?A única coisa certa sobre a sorte é que mais cedo ou mais tarde, inexoravelmente, vai virar? Fralber Saidam ?A única coisa certa sobre a sorte é que mais cedo ou mais tarde, inexoravelmente, vai virar? Fralber Saidam
Nunca se poderia imaginar que a derrubada de duas torres, por gigantescas que fossem, e toda a tragédia que envolveu mais de três mil mortos, impactasse tão fortemente a indústria mundial do turismo. Fazendo com que dezembro de 2001 entrasse para a história do marketing como o mês em que o pânico que se apoderou de quase totalidade dos players os levassem a abrir mão de suas margens, a trabalhar no vermelho, revelando a consciência de que acima de tudo e todos, deveria prevalecer, o se preservar o negócio; ?Vão-se os anéis, ficam os dedos…?
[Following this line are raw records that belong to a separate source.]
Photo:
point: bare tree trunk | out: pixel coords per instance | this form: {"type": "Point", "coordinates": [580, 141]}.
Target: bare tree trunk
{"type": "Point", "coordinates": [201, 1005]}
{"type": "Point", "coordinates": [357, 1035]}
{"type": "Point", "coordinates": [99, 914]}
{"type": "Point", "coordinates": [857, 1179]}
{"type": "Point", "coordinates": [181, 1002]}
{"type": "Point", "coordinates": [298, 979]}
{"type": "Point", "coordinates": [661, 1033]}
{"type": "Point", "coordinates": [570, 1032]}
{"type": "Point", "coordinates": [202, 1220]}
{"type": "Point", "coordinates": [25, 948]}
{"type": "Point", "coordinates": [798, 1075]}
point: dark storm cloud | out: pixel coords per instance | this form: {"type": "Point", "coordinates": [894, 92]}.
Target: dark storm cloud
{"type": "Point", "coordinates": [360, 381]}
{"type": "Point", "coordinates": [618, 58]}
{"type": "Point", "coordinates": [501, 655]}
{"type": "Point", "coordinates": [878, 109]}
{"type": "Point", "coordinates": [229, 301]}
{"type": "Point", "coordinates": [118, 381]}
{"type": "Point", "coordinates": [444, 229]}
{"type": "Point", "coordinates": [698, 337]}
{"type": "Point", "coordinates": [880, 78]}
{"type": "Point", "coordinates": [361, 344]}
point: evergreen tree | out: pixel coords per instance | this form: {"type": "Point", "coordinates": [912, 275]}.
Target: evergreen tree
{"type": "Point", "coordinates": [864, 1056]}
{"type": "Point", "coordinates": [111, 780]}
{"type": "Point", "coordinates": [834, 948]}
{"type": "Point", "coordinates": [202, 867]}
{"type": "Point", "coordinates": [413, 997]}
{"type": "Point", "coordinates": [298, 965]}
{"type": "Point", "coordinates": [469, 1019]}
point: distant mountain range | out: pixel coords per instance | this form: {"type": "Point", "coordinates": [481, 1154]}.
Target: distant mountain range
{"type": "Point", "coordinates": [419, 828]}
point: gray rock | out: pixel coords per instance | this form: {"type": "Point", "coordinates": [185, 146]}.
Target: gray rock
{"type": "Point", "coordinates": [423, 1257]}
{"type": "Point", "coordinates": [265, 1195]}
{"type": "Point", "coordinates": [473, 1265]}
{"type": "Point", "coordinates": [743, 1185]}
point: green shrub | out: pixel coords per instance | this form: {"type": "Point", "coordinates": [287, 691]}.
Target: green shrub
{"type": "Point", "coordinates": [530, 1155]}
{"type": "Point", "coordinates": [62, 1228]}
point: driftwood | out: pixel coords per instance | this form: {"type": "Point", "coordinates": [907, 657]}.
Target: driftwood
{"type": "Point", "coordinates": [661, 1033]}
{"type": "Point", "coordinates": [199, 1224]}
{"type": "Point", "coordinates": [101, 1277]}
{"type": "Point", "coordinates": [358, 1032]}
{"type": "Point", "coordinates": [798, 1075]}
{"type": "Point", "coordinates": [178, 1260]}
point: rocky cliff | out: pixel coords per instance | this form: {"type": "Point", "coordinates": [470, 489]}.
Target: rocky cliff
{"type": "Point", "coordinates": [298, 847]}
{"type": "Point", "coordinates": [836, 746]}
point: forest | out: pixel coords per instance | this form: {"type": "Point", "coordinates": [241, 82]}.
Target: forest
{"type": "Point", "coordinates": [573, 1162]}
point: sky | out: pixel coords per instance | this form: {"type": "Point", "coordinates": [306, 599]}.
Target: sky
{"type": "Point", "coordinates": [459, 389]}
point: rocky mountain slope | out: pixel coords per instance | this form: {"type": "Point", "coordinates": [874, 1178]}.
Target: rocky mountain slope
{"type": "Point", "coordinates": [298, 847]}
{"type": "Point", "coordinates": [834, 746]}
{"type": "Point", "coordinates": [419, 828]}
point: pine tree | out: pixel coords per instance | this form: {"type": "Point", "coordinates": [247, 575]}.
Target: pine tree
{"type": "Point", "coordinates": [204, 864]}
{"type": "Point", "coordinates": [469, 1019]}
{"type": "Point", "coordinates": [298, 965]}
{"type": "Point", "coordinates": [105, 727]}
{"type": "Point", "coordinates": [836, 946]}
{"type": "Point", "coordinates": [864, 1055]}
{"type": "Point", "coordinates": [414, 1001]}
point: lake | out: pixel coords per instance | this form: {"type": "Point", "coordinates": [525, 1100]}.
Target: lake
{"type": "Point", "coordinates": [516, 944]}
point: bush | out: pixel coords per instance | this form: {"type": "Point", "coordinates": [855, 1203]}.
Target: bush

A onda promocional iniciou-se a partir dos escombros das Torres Gêmeas na cidade da tragédia, Nova York. Devidamente suportada numa histórica e corajosa campanha publicitária, garantindo ainda ser Nova York a cidade mais segura do mundo, em comerciais bem-humorados com Robert DeNiro, Billy Cristal, Kevin Bacon, Woody Allen, Henry Kissinger dentre outros, milhares e inimagináveis descontos passaram a ser oferecidos em quase todos os estabelecimentos comerciais da cidade, nas diárias dos hotéis com desconto mínimo de 50%, mais ingressos para a Broadway a preços simbólicos e ainda jantares em restaurantes famosos de bonificação.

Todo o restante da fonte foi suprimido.